Estas dificultades generan un escenario donde ser educador no es rentable, por lo que educar educadores, no es rentable y; por ende tenemos maestros con escasa preparación para enfrentar los retos que el ejercicio docente tiene en el continente. Y aunque parece un problema aislado que solo afecta a quienes están vinculados al sistema educativo es hora de que las autoridades y todos los que formamos parte de las sociedades latinoamericanas comencemos a pensar que esos maestros con escasa preparación y recursos, producto de un sistema con escasa valoración hacia la pedagogía son los que forman a todos los que en algún momento deben incorporarse al sistema productivo de un país. Y más allá de eso esos maestros y ese sistema son los que hoy en día generan que miles de jóvenes en el continente abandonen año tras año la educación formal para unirse a bandas delictivas, a la economía informal o a los sistemas de protección social de los estados.
Estas son razones suficientes para que comencemos a pensar en la educación que necesita nuestra región y para que formemos el capital humano que se requiere para alcanzarla. Tenemos que evaluar la formación de nuestras autoridades educativas para evitar que por falta de formación se tomen decisiones que pueden aumentar las dificultades de convivencia que ya existen en nuestras escuelas. No podemos continuar repitiendo que aspiramos a modelos educativos como el finlandés si seguimos aislando las escuelas, aumentando el número de horas y días de clases, si continuamos separando la educación de la productividad de las familias y continuamos sin comprender el valor que tienen para la educación las habilidades emprendedoras, las artes, el juego y las habilidades de comunicación humana en la formación de niños y jóvenes.

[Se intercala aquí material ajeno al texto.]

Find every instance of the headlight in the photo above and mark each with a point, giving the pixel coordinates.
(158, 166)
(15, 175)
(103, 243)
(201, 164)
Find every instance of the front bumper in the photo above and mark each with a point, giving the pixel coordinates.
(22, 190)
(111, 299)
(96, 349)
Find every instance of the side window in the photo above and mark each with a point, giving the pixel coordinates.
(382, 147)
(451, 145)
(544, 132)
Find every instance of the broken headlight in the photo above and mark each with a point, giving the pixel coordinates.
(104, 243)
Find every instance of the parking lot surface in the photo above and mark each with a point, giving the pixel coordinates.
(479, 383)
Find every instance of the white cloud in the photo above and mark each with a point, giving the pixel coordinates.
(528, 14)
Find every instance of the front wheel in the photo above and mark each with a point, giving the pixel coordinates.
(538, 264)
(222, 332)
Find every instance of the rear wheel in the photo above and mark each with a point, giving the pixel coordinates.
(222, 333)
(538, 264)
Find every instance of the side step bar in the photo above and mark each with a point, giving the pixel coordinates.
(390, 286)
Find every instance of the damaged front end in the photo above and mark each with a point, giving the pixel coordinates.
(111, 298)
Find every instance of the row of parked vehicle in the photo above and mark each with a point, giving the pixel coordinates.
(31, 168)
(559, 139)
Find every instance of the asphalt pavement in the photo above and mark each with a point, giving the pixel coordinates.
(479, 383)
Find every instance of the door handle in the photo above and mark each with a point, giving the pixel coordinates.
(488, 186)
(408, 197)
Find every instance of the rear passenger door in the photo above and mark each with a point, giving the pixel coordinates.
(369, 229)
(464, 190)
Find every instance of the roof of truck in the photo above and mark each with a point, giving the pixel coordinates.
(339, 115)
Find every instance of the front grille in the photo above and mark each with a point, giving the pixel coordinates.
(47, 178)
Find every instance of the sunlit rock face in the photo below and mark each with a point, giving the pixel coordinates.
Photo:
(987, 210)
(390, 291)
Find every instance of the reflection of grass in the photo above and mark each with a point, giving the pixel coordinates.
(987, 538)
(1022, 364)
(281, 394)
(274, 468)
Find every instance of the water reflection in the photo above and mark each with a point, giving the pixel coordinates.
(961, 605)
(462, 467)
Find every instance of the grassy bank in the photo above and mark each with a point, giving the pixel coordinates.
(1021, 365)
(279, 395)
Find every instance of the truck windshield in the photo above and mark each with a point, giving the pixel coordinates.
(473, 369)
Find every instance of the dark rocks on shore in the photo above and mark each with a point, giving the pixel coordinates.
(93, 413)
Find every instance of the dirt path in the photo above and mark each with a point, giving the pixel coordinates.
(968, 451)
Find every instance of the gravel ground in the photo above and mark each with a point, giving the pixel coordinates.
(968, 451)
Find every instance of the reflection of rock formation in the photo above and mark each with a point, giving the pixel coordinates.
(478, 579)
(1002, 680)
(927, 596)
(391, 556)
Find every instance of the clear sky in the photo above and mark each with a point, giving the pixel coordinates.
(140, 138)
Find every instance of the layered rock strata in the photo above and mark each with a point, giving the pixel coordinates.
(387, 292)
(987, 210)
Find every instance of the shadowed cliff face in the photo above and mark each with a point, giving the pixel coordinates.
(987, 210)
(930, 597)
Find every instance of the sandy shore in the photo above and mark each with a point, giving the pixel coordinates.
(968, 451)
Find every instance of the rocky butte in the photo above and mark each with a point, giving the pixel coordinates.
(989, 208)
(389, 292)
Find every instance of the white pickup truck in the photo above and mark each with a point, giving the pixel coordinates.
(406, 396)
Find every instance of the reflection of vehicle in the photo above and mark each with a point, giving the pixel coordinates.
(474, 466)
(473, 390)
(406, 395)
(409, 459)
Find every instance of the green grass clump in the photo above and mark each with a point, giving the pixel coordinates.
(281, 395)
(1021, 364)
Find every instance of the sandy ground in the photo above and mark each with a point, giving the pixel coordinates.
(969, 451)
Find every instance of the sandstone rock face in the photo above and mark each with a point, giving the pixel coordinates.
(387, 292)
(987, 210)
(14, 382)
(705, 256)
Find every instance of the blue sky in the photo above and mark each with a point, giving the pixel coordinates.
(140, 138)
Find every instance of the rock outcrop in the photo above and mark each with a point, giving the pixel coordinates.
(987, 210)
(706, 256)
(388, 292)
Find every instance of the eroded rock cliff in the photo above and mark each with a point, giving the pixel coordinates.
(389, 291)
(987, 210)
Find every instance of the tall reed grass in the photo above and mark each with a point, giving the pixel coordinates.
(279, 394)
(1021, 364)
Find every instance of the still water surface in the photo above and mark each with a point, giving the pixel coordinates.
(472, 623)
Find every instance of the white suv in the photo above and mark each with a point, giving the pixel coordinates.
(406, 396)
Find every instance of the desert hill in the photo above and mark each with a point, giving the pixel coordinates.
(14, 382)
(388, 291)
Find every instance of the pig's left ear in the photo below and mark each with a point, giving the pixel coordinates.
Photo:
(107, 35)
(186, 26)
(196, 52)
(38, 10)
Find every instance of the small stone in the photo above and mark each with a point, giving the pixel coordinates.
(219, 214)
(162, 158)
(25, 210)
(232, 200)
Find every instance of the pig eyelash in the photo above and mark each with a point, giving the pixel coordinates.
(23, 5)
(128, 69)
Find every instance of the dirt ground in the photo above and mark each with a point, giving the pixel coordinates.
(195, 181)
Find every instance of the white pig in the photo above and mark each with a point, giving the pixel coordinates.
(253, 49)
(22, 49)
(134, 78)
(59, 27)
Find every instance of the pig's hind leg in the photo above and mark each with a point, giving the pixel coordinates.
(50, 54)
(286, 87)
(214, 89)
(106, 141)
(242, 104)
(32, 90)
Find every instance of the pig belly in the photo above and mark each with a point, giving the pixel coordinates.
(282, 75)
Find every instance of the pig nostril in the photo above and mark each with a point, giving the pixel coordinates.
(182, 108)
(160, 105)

Tenemos que preguntarnos cuál es la educación que estamos construyendo y que tanto se menciona en los planes de gobierno por toda la región, porque a las luces de las investigaciones y discusiones sostenidas por destacados académicos provenientes de todas partes del mundo, la educación que tenemos hoy en día dista mucho de la educación que mencionaba Mandela. Esta educación que tenemos en nuestros países hoy, no está preparada para disminuir la exclusión, no está lista para promover la paz y no tiene las herramientas para impulsar el desarrollo.
Estamos frente a muchos retos, no hay duda de eso, pero estamos también frente a una gran oportunidad, la de pensar y construir una educación diferente para América Latina, que realmente apoye la resolución de conflictos, la pacificación y la construcción de identidades más positivas y orientadas al desarrollo en la región.